If so, you should invest in a copy of Eats, Shoots and Leaves by Lynne Truss. The book takes a mark-by-mark tour of the world of English punctuation. The book not only contains the rules you need to know in order to send your story out into the world with its hair combed and its shoes polished, but also provides some delightful backstory on each mark to explain why it behaves the way it does.
For example, if you read Alice in Wonderland or Pride and Prejudice, you might notice an abundance of hyphens, like in to-morrow, that look weird today. Lynn Truss discusses this at length, as well as the origins of the comma and the period. Not things you need to know as a writer, but let’s be real here. If you like to write, you’re interested in this stuff. If you don’t have strong feelings on the semicolon, then frankly, there’s something wrong with you. (It’s awesome, by the way.)
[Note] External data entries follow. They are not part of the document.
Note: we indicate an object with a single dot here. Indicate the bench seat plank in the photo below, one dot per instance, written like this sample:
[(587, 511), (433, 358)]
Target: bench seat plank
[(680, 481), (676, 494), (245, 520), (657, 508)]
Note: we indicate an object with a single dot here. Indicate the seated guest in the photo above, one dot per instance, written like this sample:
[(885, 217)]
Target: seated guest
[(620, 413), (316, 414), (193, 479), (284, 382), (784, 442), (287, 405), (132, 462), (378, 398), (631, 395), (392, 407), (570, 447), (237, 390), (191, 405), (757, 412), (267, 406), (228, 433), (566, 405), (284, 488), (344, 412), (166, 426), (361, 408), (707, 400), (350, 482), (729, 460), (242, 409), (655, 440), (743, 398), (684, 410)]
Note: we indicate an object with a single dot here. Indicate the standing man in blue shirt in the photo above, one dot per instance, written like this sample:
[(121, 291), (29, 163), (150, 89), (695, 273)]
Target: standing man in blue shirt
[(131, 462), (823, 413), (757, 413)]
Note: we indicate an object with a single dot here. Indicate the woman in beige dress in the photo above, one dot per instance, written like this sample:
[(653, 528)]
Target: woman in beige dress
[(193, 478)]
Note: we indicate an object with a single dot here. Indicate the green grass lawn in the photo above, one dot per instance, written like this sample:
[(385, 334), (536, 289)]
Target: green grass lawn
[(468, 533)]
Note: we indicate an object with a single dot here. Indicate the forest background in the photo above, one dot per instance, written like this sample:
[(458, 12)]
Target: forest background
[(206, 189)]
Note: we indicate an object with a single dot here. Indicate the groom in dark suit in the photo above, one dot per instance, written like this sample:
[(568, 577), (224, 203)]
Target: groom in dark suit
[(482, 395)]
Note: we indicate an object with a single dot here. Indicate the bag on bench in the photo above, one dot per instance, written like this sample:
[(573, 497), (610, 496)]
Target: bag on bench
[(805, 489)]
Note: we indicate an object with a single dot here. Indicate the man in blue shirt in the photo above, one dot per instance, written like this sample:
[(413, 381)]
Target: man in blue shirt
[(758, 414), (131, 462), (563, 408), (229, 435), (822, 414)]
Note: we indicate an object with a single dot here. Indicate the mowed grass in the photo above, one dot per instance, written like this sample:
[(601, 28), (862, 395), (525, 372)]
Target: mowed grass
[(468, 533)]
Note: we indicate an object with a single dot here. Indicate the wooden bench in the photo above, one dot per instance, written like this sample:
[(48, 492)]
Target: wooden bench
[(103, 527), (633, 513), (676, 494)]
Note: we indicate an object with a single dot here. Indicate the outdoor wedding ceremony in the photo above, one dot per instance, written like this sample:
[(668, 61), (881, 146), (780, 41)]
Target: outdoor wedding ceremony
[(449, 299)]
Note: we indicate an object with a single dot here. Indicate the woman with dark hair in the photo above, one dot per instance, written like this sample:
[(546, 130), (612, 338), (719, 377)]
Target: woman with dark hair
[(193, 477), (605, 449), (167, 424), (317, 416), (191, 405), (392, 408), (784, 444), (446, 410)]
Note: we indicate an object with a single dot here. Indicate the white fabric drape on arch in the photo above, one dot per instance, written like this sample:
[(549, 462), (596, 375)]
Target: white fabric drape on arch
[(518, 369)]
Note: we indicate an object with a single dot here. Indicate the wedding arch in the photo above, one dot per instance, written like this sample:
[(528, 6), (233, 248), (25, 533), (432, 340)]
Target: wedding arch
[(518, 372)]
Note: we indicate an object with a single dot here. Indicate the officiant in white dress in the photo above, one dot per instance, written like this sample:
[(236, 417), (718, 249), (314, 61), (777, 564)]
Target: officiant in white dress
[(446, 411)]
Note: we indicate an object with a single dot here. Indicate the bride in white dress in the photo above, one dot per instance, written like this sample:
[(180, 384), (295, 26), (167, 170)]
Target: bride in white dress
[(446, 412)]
I don’t know if they make the delightful edition I have, which came with a set of punctuation stickers. But if they do, you should buy it, if only to baffle your friends. There’s also a children’s version for those of you who wish to make your friends concerned about you.
And yes, we do pay people for this. (Not as much as you think. Proofreading is a freelancer’s gig these days.) But publishers don’t pick up books based solely on the strength of the work within. Big surprise, I know. In a world glutted with written content, publishers want books they know will sell and that require the least amount of effort on their part. It doesn’t matter if your book is the next Harry Potter if it’s also a nightmare tome littered with extra apostrophes and run-on sentences. Ain’t nobody got time for that. So brush up on your rules. Your book will thank you.
(Note: I’m not addressing anyone who already feels comfortable with the vagaries of punctuation. I know my kind. You’ve already got a copy of this book. If you don’t, you’ve read it, and if you haven’t read it, you’re looking it up. You’ll enjoy it. Trust me. And you’re probably already typing a screed to tell me how I’ve mangled something you love, to which I say: Bring it.)